O vice-presidente do Banco Interamericano de Desenvolvimento (BID), João Sayad, utilizou os juros altos adotados no País como explicação para a desindustrialização brasileira. "A política macroeconômica brasileira não privilegia o emprego e não tem escrúpulos em fixar a taxa de câmbio a valores altamente insatisfatórios".

Dólar abaixo de R$ 2 acelera desindustrialização

O dólar abaixo dos R$ 2 vai acelerar a perda de participação da indústria na economia brasileira. A avaliação é de Edgard Pereira, economista-chefe do Iedi (Instituto de Estudos para o Desenvolvimento Industrial).

(17/05/2007)


* * *

Estas foram as profecias. Agora vamos aos fatos.

Em 2007 produção industrial brasileira apresentou crescimento de 6%, alcançando 5% a.a. de crescimento médio nos últimos 4 anos, a média mais alta desde 1997.

O setor com crescimento mais acelerado foi o de bens de capital (19,5% de expansão no ano), com a produção de bens de capital para uso industrial crescendo a bagatela de 17%. Curiosamente, os empresários desmentem a Fiesp, Iedi e seus asseclas e, de forma impatriótica, resolveram investir, desmentindo a tese da desindustrialização.

Os cinco segmentos que mais cresceram foram os seguintes:

a) Máquinas e equipamentos: 17,7%;
b) Veículos automotores, 15,2%;
c) Máquinas para escritório e equipamentos de informática, 14,4%;
d) Máquinas, aparelhos e materiais elétricos, 14,0%;
e) Outros equipamentos de transporte, 13,9%.

Os cinco piores desempenhos foram registrados por:

a) Fumo, -8,1%;
b) Madeira, -3,2%;
c) Calçados e artigos de couro, -2,2%;
d) Diversos, -1,6%;
e) Material eletrônico e equipamentos de comunicação, -1,1%.

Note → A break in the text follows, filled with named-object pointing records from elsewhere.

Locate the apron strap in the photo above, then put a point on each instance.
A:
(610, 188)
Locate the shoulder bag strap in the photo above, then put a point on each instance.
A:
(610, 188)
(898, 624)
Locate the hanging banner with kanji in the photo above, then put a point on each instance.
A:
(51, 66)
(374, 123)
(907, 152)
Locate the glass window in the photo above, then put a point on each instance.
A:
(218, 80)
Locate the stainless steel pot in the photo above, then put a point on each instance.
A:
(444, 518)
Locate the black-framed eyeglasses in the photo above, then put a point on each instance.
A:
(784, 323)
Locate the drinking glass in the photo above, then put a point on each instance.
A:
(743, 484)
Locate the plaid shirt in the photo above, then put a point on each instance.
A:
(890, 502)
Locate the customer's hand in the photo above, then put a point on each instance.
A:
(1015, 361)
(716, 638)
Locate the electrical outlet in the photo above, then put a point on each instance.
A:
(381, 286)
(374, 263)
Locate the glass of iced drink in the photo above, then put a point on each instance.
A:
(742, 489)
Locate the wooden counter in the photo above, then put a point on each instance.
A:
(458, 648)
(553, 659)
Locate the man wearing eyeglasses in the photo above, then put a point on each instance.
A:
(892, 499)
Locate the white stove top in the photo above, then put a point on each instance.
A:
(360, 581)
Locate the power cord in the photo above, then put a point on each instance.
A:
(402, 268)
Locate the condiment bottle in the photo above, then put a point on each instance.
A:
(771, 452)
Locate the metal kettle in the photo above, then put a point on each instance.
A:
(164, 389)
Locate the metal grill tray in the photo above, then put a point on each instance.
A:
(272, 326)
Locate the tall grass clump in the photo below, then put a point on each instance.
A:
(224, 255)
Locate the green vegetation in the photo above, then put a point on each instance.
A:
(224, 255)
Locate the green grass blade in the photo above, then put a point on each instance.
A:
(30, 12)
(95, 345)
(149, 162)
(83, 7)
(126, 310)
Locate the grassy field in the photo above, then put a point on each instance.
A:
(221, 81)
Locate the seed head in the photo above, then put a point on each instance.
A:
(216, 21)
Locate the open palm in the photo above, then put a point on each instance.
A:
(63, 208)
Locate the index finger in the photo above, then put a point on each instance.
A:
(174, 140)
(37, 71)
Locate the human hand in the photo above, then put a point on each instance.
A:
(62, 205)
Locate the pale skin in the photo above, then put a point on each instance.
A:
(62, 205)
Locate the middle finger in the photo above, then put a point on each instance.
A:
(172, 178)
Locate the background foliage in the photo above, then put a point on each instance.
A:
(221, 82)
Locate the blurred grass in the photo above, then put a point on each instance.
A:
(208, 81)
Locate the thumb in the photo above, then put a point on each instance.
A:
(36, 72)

As listas são auto-explicativas, mas, como este pessoal sofre de déficit de atenção aos dados, é bom trocar em miúdos. Nenhum dos setores de crescimento mais acelerado é remotamente associado a commodities. Pelo contrário, são setores produtores de bens diferenciados com conteúdo tecnológico de médio para alto. Em contraste, entre os segmentos que tiveram pior desempenho apenas o setor de material eletrônico e equipamentos de comunicação pode se classificar como tal. Os demais segmentos se caracterizam pelo baixo conteúdo tecnológico, inclusive o sempre citado setor de couro e calçados.

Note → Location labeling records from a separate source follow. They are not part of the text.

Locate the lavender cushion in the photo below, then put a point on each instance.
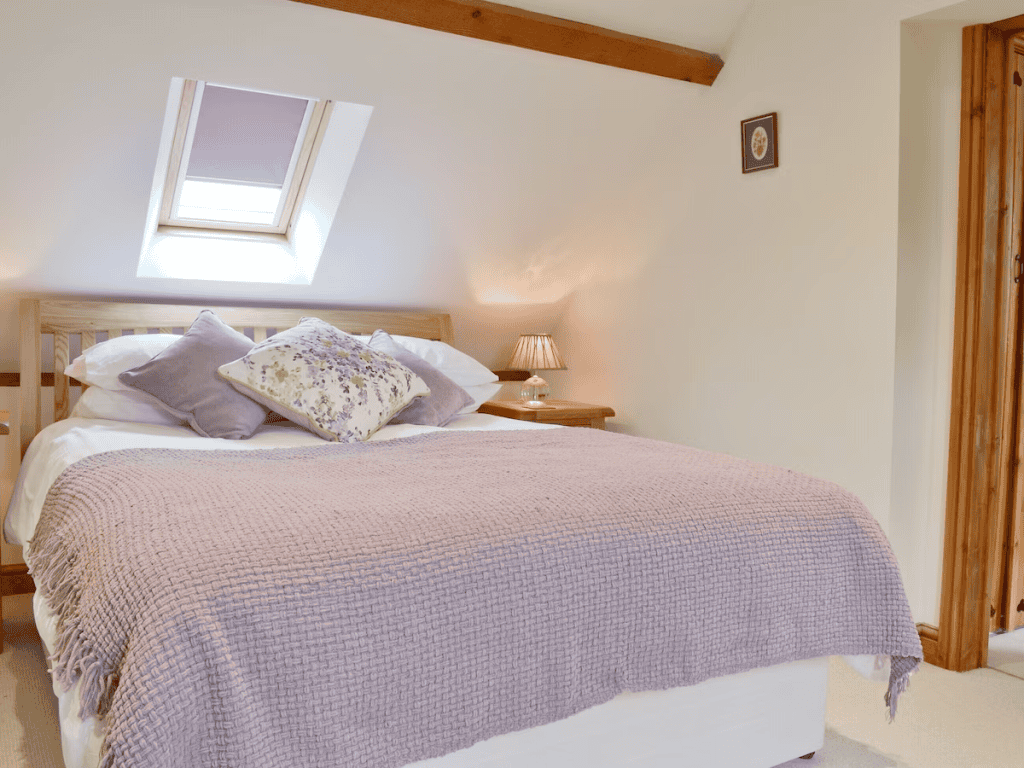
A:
(183, 379)
(445, 399)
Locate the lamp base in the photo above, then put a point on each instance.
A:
(536, 404)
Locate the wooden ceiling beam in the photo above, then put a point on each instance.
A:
(503, 24)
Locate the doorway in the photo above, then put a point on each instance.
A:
(983, 573)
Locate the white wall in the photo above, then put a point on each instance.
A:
(929, 165)
(804, 315)
(758, 314)
(761, 322)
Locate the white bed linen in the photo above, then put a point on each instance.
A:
(753, 720)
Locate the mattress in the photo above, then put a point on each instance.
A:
(759, 718)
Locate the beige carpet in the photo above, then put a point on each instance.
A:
(972, 720)
(1006, 652)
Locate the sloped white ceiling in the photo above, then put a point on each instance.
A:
(479, 159)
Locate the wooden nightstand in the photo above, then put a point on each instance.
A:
(565, 413)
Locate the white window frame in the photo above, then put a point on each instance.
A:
(192, 253)
(314, 123)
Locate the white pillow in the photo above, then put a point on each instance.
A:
(100, 365)
(97, 402)
(459, 367)
(480, 394)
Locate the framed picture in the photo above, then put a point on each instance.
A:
(760, 142)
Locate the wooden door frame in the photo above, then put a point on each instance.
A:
(983, 404)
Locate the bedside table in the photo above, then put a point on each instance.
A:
(566, 413)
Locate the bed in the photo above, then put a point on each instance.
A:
(756, 715)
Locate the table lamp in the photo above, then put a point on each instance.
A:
(536, 352)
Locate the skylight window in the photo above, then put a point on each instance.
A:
(247, 183)
(240, 158)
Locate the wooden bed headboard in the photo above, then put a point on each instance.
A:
(64, 318)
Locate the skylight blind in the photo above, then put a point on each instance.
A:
(245, 136)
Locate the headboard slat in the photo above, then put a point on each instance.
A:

Quanto às exportações, se é verdade que o crescimento da exportação de primários alcançou 29% nos 12 meses terminados em janeiro, o crescimento da exportação de manufaturados, embora menor, atingiu 13%, no contexto em que o comércio mundial se expande a cerca de 14%. No entanto, é bom lembrar que vários produtos da pauta de manufaturas são, na verdade, commodities (suco de laranja, açúcar refinado, placas de aço), o que poderia distorcer este cálculo.

Olhando a exportação brasileira por uma ótica um tanto diferente (commodities X produtos diferenciados), observamos, nos últimos 12 meses, uma expansão de 18% das commodities contra 14% dos produtos diferenciados. Mesmo retirando das exportações de produtos diferenciados as plataformas de Petrobrás (“exportação ficta”), o crescimento dos produtos diferenciados atingiria 13%, dificilmente um sinal estagnação.

Quanto ao emprego industrial, o Caged revela a criação de 395 mil novos postos de trabalho no setor em 2007, quase 60% a mais que no ano anterior. No ano passado, de cada quatro empregos gerados, um foi criado no setor industrial. Em 2006 a indústria respondeu por um em cada cinco novos empregos. Para uma política que “não privilegia o emprego e não tem escrúpulos em fixar a taxa de câmbio a valores altamente insatisfatórios”, os resultados me parecem bastante bons.

Em suma, os profetas da desindustrialização erraram feio. Não que isto vá fazer qualquer diferença em suas “análises”, já que a conclusão já foi alcançada antes do começo do processo e as evidências empíricas em contrário são apenas aspectos irritantes de uma realidade que se recusa a se render a estas mentes superiores.